The DHO considered Petitioner’s statements in reaching a decision, as well as the incident report, and photographic evidence of the phone. Apart from the confessions, the DHO also considered that the investigating officer found the phone in Petitioner’s assigned locker, which was located in a cell with only one assigned inmate—the Petitioner. After considering all of the evidence, the DHO concluded that Petitioner committed the act of possession of a dangerous tool, in violation of Code 108. The DHO then issued the following sanctions: (1) revocation of 41 days of good conduct time; (2) disciplinary segregation of 30 days; and (3) loss of phone and visiting privileges for one year. Petitioner received a copy of the DHO report on or about November 6, 2017, after arriving at FCI Fort Dix. Petitioner appealed to the Regional and Central Offices, arguing that officials had mischaracterized his statements. According to Petitioner, as to his second alleged confession at the DHO hearing, he “never admitted to having a cell phone in [his] possession. [He] stated to the DHO that they found the contraband in [his] locker. [He] never stated that [he] would take

responsibility for the charged conduct.” (ECF No. 4-3, at 6). At each level of appeal, Petitioner received a denial. Petitioner then filed the instant Petition, appearing to argue that he was not in possession of the cell phone because other individuals might have had access to his locker, which was in a “common area.” (ECF No. 1-1, at 1). Notably, Petitioner does not appear to challenge his two confessions. Respondent filed an Answer (ECF No. 4), and Petitioner did not file a reply. II. STANDARD OF REVIEW & JURISDICTION Courts hold pro se pleadings to less stringent standards than more formal pleadings drafted by lawyers. See Estelle v. Gamble, 429 U.S. 97, 106 (1976). Courts must construe pro se habeas petitions and any supporting submissions liberally and with a measure of tolerance. See Royce v. Hahn, 151 F.3d 116, 118 (3d Cir. 1998).

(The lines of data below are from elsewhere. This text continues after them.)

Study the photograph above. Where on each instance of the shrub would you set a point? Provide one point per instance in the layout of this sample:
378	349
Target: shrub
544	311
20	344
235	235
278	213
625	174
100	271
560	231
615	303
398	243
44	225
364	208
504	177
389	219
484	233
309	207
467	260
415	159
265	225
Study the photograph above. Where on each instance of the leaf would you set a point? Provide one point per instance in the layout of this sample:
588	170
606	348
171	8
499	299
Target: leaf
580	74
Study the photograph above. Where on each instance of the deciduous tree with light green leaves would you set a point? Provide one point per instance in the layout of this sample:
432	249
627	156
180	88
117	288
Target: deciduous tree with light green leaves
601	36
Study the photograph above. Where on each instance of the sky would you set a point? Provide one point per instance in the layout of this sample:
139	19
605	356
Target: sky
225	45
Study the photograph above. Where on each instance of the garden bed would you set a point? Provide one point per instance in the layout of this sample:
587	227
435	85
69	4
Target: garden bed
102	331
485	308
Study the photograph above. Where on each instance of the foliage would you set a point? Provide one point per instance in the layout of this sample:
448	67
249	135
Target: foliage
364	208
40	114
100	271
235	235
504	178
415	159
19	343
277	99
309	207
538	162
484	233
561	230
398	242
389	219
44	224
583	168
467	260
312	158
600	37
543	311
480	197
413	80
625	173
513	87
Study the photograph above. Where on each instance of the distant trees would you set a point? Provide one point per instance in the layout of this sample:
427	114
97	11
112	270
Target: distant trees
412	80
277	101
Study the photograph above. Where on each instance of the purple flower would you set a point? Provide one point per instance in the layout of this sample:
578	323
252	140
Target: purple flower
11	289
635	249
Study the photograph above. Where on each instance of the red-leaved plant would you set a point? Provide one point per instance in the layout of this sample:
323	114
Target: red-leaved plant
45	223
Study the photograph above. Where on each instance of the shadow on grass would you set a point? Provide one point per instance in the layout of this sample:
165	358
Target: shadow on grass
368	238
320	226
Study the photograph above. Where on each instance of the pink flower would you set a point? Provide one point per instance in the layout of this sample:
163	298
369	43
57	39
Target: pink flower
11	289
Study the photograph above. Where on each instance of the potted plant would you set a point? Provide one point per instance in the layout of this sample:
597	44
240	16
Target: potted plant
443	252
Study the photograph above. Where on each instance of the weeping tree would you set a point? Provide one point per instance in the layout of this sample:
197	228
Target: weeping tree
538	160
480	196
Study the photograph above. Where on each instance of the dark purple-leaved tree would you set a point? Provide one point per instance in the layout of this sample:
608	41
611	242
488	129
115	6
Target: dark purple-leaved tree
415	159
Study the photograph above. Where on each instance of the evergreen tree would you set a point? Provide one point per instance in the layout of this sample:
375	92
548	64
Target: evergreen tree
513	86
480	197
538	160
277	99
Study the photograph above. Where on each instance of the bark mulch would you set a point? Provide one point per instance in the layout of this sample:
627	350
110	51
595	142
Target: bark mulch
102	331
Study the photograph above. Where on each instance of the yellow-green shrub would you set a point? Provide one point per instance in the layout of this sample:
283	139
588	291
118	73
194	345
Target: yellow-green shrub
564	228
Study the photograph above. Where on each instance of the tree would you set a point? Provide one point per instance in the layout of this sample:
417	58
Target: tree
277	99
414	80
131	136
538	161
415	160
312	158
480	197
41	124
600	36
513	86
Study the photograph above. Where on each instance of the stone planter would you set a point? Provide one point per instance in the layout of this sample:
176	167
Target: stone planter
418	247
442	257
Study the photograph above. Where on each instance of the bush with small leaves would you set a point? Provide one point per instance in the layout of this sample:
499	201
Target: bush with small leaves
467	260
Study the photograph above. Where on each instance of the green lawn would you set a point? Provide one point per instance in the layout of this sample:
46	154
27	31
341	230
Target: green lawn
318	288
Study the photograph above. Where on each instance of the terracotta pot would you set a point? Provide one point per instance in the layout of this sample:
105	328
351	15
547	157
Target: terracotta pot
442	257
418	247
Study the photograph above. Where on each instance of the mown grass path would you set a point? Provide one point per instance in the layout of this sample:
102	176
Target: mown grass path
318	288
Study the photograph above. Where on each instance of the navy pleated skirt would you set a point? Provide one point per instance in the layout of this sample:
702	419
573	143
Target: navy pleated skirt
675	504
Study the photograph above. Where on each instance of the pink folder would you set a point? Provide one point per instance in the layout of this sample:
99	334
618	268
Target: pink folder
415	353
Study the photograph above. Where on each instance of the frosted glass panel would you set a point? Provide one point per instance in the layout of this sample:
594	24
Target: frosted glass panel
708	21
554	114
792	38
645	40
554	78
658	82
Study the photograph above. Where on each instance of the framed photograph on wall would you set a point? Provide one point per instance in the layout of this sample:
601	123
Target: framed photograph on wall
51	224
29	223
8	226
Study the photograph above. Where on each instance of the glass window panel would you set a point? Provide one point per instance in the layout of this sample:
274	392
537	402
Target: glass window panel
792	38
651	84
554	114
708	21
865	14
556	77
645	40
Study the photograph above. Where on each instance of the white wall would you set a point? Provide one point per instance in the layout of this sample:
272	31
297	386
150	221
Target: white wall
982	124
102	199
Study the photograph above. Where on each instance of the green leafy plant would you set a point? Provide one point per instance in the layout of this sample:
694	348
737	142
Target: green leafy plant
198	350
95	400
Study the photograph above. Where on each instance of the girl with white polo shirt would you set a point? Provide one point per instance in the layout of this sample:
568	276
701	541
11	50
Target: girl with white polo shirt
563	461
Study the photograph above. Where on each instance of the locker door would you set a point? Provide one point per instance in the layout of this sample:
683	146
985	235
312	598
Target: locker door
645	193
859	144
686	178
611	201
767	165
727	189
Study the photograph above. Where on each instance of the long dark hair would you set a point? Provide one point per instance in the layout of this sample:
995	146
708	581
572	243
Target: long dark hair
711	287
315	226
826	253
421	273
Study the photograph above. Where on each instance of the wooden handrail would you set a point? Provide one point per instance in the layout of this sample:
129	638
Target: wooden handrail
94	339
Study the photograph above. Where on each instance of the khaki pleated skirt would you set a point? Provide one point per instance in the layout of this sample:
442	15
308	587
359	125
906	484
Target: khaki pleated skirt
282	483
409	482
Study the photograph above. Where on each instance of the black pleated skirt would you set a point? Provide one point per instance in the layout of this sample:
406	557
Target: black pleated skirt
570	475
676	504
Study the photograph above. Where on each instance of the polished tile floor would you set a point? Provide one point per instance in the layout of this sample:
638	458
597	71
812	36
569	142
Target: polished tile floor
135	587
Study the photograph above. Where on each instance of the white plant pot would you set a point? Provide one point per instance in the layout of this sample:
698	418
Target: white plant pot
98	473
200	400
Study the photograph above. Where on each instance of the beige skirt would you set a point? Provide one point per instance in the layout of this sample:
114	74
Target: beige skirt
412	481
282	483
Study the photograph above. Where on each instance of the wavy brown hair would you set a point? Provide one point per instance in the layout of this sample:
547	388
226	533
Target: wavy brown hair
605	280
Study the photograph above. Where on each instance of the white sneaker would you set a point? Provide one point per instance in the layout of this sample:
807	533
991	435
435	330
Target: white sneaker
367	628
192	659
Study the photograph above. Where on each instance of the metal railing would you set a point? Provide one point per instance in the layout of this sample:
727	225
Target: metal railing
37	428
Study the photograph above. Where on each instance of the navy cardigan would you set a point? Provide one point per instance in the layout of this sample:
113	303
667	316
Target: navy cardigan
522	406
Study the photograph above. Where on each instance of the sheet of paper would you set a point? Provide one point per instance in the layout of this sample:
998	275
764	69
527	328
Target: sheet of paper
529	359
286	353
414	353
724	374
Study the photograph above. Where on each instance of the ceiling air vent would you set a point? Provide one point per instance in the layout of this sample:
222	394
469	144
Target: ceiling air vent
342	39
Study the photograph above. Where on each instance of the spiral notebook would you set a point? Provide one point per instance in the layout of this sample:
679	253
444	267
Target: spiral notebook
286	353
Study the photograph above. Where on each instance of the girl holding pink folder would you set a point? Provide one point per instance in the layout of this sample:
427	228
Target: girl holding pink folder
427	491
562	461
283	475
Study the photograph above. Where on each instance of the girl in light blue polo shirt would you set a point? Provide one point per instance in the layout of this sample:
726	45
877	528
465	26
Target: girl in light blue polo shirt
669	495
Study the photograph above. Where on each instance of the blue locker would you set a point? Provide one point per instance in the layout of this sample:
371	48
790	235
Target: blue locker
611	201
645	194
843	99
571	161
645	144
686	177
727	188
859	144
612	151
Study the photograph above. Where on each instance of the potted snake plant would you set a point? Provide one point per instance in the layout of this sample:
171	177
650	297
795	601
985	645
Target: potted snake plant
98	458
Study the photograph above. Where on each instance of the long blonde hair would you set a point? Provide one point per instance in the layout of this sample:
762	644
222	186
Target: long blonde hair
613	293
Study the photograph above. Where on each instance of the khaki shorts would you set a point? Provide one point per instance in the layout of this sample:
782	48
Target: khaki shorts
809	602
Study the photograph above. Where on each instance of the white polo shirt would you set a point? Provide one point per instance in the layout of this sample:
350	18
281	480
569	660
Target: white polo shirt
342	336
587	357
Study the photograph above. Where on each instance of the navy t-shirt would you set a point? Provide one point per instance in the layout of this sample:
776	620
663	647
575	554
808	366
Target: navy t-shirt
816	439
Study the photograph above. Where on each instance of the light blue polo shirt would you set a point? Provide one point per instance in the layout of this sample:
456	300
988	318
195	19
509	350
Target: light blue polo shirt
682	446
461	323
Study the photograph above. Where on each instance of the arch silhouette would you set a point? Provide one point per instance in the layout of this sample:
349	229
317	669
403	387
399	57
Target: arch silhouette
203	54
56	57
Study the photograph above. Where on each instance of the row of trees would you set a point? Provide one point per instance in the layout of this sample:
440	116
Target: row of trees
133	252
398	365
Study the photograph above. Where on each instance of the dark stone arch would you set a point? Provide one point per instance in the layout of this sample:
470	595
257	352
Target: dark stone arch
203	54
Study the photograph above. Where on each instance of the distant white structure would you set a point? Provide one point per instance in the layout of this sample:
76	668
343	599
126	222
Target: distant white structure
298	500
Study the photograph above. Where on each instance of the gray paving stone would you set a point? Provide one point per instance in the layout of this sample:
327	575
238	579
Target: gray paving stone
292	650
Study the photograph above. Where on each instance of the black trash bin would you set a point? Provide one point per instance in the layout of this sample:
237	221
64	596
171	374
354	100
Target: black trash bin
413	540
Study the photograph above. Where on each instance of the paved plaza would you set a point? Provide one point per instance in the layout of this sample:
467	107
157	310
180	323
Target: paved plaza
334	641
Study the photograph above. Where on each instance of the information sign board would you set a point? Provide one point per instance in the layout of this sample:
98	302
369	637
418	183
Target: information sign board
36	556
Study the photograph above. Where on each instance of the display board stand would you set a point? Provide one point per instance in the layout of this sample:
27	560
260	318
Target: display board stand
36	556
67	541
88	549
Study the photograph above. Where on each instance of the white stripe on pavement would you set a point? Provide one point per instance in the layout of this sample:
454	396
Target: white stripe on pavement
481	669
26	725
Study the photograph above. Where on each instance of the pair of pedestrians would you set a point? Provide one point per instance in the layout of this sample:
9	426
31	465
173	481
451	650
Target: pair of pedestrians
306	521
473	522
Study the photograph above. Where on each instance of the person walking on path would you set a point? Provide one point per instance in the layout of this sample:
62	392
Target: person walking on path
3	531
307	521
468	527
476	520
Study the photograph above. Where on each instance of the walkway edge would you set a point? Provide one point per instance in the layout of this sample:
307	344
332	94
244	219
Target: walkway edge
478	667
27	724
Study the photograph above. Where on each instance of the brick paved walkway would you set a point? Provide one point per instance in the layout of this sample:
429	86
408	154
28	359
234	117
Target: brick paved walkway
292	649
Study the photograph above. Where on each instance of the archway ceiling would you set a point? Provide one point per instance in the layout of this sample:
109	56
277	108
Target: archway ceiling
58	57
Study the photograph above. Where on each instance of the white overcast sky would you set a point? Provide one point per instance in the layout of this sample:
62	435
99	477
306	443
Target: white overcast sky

If the Court does not dismiss the petition at the screening stage, the Court “must review the answer, any transcripts and records . . . to determine whether” the matter warrants an evidentiary hearing. Rule 8(a) of the Rules Governing Section 2254 Cases in the United States District Courts (made applicable to proceedings under § 2241 by Rule 1(b)). “Whether to order a hearing is within the sound discretion of the trial court,” and depends on whether the hearing “would have the potential to advance the petitioner’s claim.” Campbell v. Vaughn, 209 F.3d 280, 287 (3d Cir. 2000); States v. Friedland, 879 F. Supp. 420, 434 (D.N.J. 1995) (applying the § 2255 hearing standard to a § 2241 petition), aff’d, 83 F.3d 1531 (3d Cir. 1996). Where a petitioner fails to identify evidence outside the record that would support or “otherwise . . . explain how . . . an evidentiary hearing” would advance his claim, a court is within its discretion to deny an evidentiary hearing. Campbell, 209 F.3d at 287. In exercising that discretion, a court must accept the truth of a petitioner’s factual allegations unless the record shows that they are clearly frivolous. Friedland, 879 F. Supp. at 434; c.f. United States v. Tolliver, 800

F.3d 138, 141 (3d Cir. 2015). Under 28 U.S.C. § 2241(c), habeas jurisdiction “shall not extend to a prisoner unless . . . [h]e is in custody in violation of the Constitution or laws or treaties of the United States.” 28 U.S.C. § 2241(c)(3). The federal habeas statute requires that the petitioner be in custody “under the conviction or sentence under attack at the time his petition is filed.” Lee v. Stickman, 357 F.3d 338, 342 (3d Cir. 2004) (quoting Maleng v. Cook, 490 U.S. 488, 490–91 (1989)).